Sometimes on the way home he stops at a grocery store. "I like that because you run into people who talk to you," he says. He drives to his suburban Minneapolis apartment and there mixes himself two vodka and tonics. "I try to keep it to two." He gets out the cocktail rye bread, toasts it and spreads it with cheese and maybe a little taco sauce. He turns on the TV. "Dynasty, Dallas, Falcon Crest, Knots Landing, Magnum, P.I., Dance Fever. I love to see those nimble bodies move."

When the TV show is happy, something Griffith doesn't understand happens to him. "If I see people making up or getting back together with each other. I cry," he says. "But if anything gets sad, I turn it off."

When the rye and cheese are gone, he takes a steak or an Italian dinner from the freezer and cooks it. After dinner, it's time for the 10 o'clock news. Then it's time for bed.

"You're right," says Griffith, the 71-year-old owner of the Minnesota Twins. "It's no fun for me, alone in that damn apartment."

Griffith's life is no lonelier than those of many people his age in America. It's the way he combats his loneliness that marks him.

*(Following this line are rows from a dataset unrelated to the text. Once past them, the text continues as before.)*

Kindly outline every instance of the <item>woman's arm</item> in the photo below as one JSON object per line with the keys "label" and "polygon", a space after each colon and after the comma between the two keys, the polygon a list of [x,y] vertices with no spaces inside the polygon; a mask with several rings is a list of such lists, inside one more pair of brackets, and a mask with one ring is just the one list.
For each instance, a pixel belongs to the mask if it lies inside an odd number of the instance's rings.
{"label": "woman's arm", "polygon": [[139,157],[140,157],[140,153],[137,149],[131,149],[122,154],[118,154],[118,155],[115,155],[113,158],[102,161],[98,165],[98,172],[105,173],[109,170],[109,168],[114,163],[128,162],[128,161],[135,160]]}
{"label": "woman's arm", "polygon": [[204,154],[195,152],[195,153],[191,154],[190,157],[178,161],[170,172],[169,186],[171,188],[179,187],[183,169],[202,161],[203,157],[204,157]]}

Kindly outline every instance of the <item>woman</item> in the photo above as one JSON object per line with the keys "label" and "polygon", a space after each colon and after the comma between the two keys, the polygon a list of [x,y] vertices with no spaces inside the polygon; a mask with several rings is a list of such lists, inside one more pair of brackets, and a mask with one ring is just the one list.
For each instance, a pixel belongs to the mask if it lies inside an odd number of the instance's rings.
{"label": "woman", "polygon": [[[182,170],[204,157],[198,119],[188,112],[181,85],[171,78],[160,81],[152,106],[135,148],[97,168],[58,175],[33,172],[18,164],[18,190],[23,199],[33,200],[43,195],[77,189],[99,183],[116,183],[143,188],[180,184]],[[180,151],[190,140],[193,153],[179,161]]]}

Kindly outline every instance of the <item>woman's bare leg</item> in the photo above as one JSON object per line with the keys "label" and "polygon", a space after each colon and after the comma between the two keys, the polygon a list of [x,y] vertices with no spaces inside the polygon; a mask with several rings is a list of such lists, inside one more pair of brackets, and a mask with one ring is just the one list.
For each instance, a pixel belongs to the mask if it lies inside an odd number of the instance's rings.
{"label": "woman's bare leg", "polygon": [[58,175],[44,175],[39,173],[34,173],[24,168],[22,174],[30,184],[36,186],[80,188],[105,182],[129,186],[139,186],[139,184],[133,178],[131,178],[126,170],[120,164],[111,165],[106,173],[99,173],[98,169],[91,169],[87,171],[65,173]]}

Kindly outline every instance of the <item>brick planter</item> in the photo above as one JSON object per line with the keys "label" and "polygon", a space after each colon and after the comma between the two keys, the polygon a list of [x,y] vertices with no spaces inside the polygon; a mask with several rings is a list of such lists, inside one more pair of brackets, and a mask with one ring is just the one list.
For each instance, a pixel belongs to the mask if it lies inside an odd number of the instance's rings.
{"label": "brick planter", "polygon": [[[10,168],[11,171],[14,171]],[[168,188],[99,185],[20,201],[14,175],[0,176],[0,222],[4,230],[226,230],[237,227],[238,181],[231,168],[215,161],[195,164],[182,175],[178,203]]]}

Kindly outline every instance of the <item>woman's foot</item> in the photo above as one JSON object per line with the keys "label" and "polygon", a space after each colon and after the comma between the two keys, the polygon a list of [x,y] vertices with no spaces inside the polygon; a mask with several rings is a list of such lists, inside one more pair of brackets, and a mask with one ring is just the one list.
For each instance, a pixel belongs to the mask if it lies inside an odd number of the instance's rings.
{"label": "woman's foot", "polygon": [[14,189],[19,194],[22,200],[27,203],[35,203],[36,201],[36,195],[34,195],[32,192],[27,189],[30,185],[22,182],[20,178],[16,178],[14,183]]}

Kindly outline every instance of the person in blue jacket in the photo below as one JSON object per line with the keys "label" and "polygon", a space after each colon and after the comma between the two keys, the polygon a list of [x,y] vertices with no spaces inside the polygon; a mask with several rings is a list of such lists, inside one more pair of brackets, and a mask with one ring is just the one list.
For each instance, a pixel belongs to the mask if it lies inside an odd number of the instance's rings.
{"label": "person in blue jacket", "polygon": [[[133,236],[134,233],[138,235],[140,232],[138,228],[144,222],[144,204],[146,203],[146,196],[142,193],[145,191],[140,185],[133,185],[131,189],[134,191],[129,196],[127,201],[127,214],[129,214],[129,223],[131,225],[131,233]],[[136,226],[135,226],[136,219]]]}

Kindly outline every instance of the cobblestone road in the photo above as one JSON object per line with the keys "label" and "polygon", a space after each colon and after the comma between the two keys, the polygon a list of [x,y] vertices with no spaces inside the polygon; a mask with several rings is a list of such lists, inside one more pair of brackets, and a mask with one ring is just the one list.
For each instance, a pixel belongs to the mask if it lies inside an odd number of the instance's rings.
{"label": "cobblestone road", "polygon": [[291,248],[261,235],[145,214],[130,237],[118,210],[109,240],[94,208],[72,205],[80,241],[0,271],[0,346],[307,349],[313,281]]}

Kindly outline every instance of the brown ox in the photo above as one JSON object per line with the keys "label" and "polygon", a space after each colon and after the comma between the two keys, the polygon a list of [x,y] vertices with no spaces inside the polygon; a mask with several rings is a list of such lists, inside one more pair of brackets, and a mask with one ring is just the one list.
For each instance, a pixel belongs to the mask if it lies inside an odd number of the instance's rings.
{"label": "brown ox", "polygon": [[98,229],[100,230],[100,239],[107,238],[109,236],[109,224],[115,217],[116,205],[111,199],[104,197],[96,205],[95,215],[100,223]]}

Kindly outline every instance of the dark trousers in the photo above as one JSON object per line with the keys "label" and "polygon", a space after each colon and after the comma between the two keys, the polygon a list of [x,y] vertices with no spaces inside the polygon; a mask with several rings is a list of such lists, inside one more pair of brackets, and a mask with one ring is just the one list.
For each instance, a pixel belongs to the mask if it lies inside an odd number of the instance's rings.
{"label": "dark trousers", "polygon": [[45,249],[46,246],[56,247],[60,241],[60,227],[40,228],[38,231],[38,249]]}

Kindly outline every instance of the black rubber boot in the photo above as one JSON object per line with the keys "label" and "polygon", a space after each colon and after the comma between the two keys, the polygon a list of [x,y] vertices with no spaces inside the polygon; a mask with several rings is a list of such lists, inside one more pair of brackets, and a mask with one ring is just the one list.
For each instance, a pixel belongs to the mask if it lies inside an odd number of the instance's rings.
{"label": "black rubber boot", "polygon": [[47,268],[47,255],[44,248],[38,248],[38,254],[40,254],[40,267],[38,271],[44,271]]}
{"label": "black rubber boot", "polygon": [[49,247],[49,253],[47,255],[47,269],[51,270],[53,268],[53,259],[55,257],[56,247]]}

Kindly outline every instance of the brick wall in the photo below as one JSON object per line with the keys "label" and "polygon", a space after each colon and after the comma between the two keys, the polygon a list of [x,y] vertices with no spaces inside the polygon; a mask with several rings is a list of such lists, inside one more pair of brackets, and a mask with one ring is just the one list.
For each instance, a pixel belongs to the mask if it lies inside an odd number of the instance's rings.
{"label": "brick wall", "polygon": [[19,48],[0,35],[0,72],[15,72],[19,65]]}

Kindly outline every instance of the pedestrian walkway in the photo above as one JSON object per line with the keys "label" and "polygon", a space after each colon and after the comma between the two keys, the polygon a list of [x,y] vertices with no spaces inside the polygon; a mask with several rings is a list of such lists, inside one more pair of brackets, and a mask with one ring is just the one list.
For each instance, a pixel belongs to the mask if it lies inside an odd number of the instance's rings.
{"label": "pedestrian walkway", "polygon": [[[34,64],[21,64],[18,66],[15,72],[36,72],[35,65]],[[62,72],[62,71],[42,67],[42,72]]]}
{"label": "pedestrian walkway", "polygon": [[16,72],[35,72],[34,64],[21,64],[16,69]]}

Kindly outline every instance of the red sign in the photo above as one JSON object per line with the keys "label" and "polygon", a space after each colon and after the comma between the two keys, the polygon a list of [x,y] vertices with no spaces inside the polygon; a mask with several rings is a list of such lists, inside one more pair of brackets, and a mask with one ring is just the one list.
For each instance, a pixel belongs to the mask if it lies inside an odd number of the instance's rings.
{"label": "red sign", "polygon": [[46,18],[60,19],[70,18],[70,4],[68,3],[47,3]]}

CAMPBELL'S MINIMUM TOO HIGH FOR CALVIN
TWINS TRADE BLYLEVEN, THOMPSON
BRAUN: TRADE ME SOON AS POSSIBLE

Seventy-two baseballs are displayed in Griffith's office. There are three Calvin Griffith nameplates on his desk, and a fourth of sorts scrawled on tape across a pitcher of coffee. There's an American flag planted to the left of the desk and behind that is a statue of Babe Ruth. There are nine pictures of Griffith, including Richard Nixon with Calvin and Dwight Eisenhower with Calvin. Nowhere there family with Calvin.

"Richard Nixon," says Griffith, "he was good. A real good baseball fan. Go look at that baseball over there. It was signed by FIE-del Castro. I got some over there signed by movie stars, too...uh, Gary Grant and the other actor, Charles Heston, and...oh, who else? Ali, Ali...I don't know how to pronounce his last name. He's the fighter. Ali Muhammad, that's it."

He has shaken hands sitting down, saying he is too old to get up, and now he's already telling a stranger about the small cyst he will have removed from his wrist the next day. He peers at it with the same disdain The Babe would have given a bruise from a fastball, and then he gives it the same cure. He spits on it.